Advertising Compliance Service

10 Ways to Spot Suspect Environmental Claims

by John Lichtenberger*


It was not that long ago that a gigantic gusher of oil - the largest accidental oil spill in all of history - dumped 206 million gallons of oil in the Gulf of Mexico. This spill was equivalent to 19 Exxon Valdez's worth of oil. While the government and BP scurried to minimize the psychological impact of this massive amount of oil - and the unprecedented amount of toxic dispersant kept much of that oil below the surface - the devastation wrought on marine life and Gulf livelihoods is still being felt. This is just one example of how an environmental problem can occur quickly and with devastating impact. Individuals are genuinely concerned with the future of our planet and, increasingly, are taking steps to address the many major environmental problems we face today.

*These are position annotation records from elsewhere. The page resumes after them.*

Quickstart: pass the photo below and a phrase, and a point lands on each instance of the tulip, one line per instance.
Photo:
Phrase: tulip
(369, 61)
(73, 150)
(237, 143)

Moreover, businesses are getting involved by offering consumers such "green" alternatives, as:

However, there is - unfortunately - a dark side to the environmental revolution: Exaggerated environmental advertising claims are showing up up in the traditional print and broadcast media and on such new media as the Internet.

There is some needed guidance on the way. On October 6, 2010, FTC proposed revisions to the guidance that it gives marketers to help them avoid making misleading environmental claims. The proposed changes are designed to update the Guides and make them easier for companies to understand and use. For more information about this proposal, see "FTC Proposes Revised "Green Guides".

You ought to be able to rely on an advertiser's "green" advertising claims since that is often your first indication of an environmental benefit for a particular product. Of course, you will do your homework later - but you would like to believe that the advertiser's green claim is true and accurate. Nevertheless, not all environmental claims are true. And some claims are inaccurate. This article lists 10 questions that you can ask when you come across an environmental advertisement that you believe might be suspect. The areas covered by this article include substantiation, general versus specific "green" claims, exaggerated or overstated environmental attributes or benefits, and many other environmental advertising topics. While it's only a starting point, we believe that it will give you 10 Ways to Spot Suspect Environmental Claims:

1. Is the Advertiser Able to Substantiate All of the Express or Implied Environmental Claims Appearing in Their Advertisement?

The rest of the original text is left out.